Stealing Sheep - Not Real

A new eureka moment every sixty seconds.

Stealing Sheep - Not Real

The Second Album Syndrome. Some artists are doomed to live out their lives rewriting the same song. Others jerk the steering wheel so hard they derail off the tracks. On their second record, Stealing Sheep have escaped doing either. Or maybe they’ve done both.

In 2012, the Liverpool trio cast a spell with their debut album ‘Into the Diamond Sun’. Take the tongue-twisting ‘Shut Eye’ as Exhibit A: they mastered both their deliciously dark age folk, and the dark arts of pop. It would be easy for Stealing Sheep to come back for more of the same, but to say that would be easy would be doing them a disservice. It’s a mystery how Oasis, over seven albums of inbred indie, avoided being sued for plagiarising themselves; they never tried doing ‘medieval-kraut-folk’.

On ‘Not Real’, you want to dance back around the campfire until sunrise rolls round like it’s 2012 all over again. But Stealing Sheep won’t sit still long enough to be shepherded into categories. It becomes clear very quickly (about ten seconds into opener ‘Sequence’) that they’ve taken the ‘if it ain’t broke, break it and start again’ ethos.

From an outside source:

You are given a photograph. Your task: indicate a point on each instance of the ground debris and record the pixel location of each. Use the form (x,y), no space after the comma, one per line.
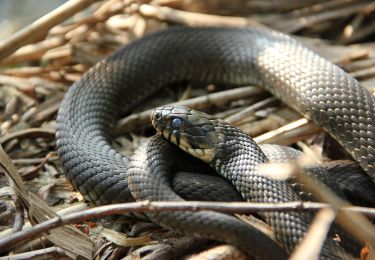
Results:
(34,76)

And the re-invention doesn’t stop there. ‘Not Real’ is so wired up it can’t help but break down and rebuild itself with a new eureka moment every sixty seconds. There’s still no sense of label execs breathing down their necks until they cough up another radio-pleasing hit. This isn’t a record multi-tracked in their plush Liverpool studio – it’s a deadly potion brewed deep in the forbidden forest. And yet the pop moments don’t let up. From the demented dancefloor of ‘Deadlock’ to the rolling sunrise of ‘Evolve and Expand’, ‘Not Real’ shifts from vivid dream to woozy reality.

No wonder it’s called ‘Not Real’ – it’s hard to believe this wasn’t all a dream.